Batch processing (the AGExperiment object)

The main point of AliGater is to batch proccess many samples using the same strategy. This is mainly orchestrated through the AGExperiment object.

An AGExperiment has some settings that merits some explanation

[1]:

import aligater as ag

AliGater started in Jupyter mode

At its core an AGExperiment takes a path or a list of complete filepaths. The two below ways of initializing an AGExperiment are equal.

[2]:

#Initializing with a folder path
exp=ag.AGExperiment(ag.AGConfig.ag_home+"/tutorial/data")

No experiment name specified, generated name: AGexperiment_2022-12-05_14_28_20.051722
Collected 3 files, 0 files did not pass filter(s) and mask(s).

[3]:

#Initializing with a file list
sample_list=[ag.AGConfig.ag_home+"/tutorial/data/Compensated.fcs",
             ag.AGConfig.ag_home+"/tutorial/data/Uncompensated.fcs",
             ag.AGConfig.ag_home+"/tutorial/data/example1.fcs"]
exp=ag.AGExperiment(sample_list)

No experiment name specified, generated name: AGexperiment_2022-12-05_14_28_20.075521
Experiment initialised with file list. Checking entries...
All file paths exists.
Collected 3 files, 0 files did not pass filter(s) and mask(s).

Naming an experiment

To organise output from the experiment it’s useful to name Experiment, which is done through the experiment_name option. Output will be placed in a folder with this name inside the path defined in AGConfig.ag_out.

[4]:

#Initializing with a folder path
exp=ag.AGExperiment(ag.AGConfig.ag_home+"/tutorial/data", experiment_name="tutorial")

Collected 3 files, 0 files did not pass filter(s) and mask(s).

As seen above, if such a folder already exists, aligater will print a warning. Aligater will print output to this folder, and if content is already present with the same name, that content will be overwritten without confirmation.

Filters & masks When collecting files by specifying a folder it might be useful to apply filters to guide the selection, such as case or sample vs control. This can be done by supplying two lists.
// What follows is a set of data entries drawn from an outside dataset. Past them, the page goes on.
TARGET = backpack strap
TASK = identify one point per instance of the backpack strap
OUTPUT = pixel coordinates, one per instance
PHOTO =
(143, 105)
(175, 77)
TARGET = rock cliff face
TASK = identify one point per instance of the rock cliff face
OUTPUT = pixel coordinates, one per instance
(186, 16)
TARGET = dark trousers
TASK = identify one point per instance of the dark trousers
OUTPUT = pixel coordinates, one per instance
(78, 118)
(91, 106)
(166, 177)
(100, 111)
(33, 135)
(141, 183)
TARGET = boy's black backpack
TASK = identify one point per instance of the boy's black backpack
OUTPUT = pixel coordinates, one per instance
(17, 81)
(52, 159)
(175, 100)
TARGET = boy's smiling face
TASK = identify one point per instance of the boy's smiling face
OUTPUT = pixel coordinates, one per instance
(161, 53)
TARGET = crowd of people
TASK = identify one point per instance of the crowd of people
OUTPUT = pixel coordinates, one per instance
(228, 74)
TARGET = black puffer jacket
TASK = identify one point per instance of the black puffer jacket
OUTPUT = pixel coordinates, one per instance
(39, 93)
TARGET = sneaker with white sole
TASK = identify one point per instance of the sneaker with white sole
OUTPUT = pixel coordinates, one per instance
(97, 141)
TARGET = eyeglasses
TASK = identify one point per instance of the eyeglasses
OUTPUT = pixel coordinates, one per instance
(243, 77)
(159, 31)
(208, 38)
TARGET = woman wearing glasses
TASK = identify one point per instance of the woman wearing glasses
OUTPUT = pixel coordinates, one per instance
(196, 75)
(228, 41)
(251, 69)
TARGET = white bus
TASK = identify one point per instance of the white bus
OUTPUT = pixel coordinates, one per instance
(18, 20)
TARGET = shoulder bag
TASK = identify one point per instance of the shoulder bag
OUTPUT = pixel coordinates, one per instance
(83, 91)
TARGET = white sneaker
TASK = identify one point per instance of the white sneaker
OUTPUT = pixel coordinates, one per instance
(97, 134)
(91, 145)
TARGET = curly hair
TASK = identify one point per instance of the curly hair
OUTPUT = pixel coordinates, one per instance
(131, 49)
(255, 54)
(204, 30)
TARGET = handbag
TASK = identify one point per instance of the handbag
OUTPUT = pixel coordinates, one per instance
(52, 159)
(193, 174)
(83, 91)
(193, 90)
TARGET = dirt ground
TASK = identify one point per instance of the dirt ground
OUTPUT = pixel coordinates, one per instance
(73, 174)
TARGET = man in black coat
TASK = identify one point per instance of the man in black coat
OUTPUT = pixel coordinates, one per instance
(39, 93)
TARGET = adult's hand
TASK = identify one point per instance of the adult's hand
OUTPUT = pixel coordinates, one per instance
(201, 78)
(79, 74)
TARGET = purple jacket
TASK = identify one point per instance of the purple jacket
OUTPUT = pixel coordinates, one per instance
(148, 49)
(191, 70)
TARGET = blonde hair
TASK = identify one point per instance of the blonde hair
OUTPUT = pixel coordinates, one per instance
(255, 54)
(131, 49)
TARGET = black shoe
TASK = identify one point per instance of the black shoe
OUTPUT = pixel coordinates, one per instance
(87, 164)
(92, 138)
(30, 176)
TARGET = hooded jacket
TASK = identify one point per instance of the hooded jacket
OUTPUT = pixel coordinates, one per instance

Note that filters are case sensitive :

filters - Filters should be a list-like containing strings, if any part of the file path is matched by one or more of the filters, the file is collected.

masks - mask should be list-like containing strings, if any party of the file path is matched by one or more of the filters, the file is discarded.

[5]:

#Single filter 'compensated'
exp=ag.AGExperiment(ag.AGConfig.ag_home+"/tutorial/data",
                    filters=['compensated'],
                    experiment_name="tutorial")

1 filter(s) defined
Collected 1 files, 2 files did not pass filter(s) and mask(s).

[6]:

#Single filter 'ompensated' yields another file
exp=ag.AGExperiment(ag.AGConfig.ag_home+"/tutorial/data",
                    filters=['ompensated'],
                    experiment_name="tutorial")

1 filter(s) defined
Collected 2 files, 1 files did not pass filter(s) and mask(s).

[7]:

#Adding a mask will reduce the number of collected files again
exp=ag.AGExperiment(ag.AGConfig.ag_home+"/tutorial/data",
                    filters=['ompensated'],
                    mask=['Uncompensated'],
                    experiment_name="tutorial")

1 filter(s) defined
1 mask(s) defined
Collected 1 files, 2 files did not pass filter(s) and mask(s).

Useful flags & options

There are several additional flags and options that can be supplied to the AGExperiment, see the functions documentation information.

Running batch analysis

After developing a pattern recognition strategy, it’s recommended to put it in it’s own python script. You could then import these gating functions in a batch processing script We’ll do the following:

set up our aligater experiment object
import the gating strategy from a separate python script
batch analyse all samples collected in the experiment object with the imported strategy
output our results to file

[8]:

exp=ag.AGExperiment(ag.AGConfig.ag_home+"/tutorial/data",
                    filters=['example'],
                    mask=['Uncompensated'],
                    experiment_name="tutorial",
                    flourochrome_area_filter=True)

1 filter(s) defined
1 mask(s) defined
Collected 1 files, 2 files did not pass filter(s) and mask(s).

[9]:

from example_strategy import example_gating_strategy

[10]:

exp.apply(example_gating_strategy, n_processes=2)

Loading sample 0 to 1
Opening file example1 from folder /tutorial/data
Applying strategy to sample 0 to 1
Sample gating done
Complete, no samples had populations with invalid flags

[11]:

#results can then be output through printexperiment
exp.printExperiment(ag.AGConfig.ag_home+"/out/example_output.txt")

[12]:

# We can take a peek at the results manually by inspecting the resultMatrix member of the experiment object
exp.resultMatrix

[12]:

[['tutorial/data/example1',
  427330.0,
  0.9905449353166021,
  422823.0,
  0.989453115858938,
  276069.0,
  0.6529185971434855,
  146754.0,
  0.34708140285651445,
  139989.0,
  0.5070797518011801,
  122765.0,
  0.44468955224961876,
  5705.0,
  0.02066512357417892,
  7610.0,
  0.027565572375022187]]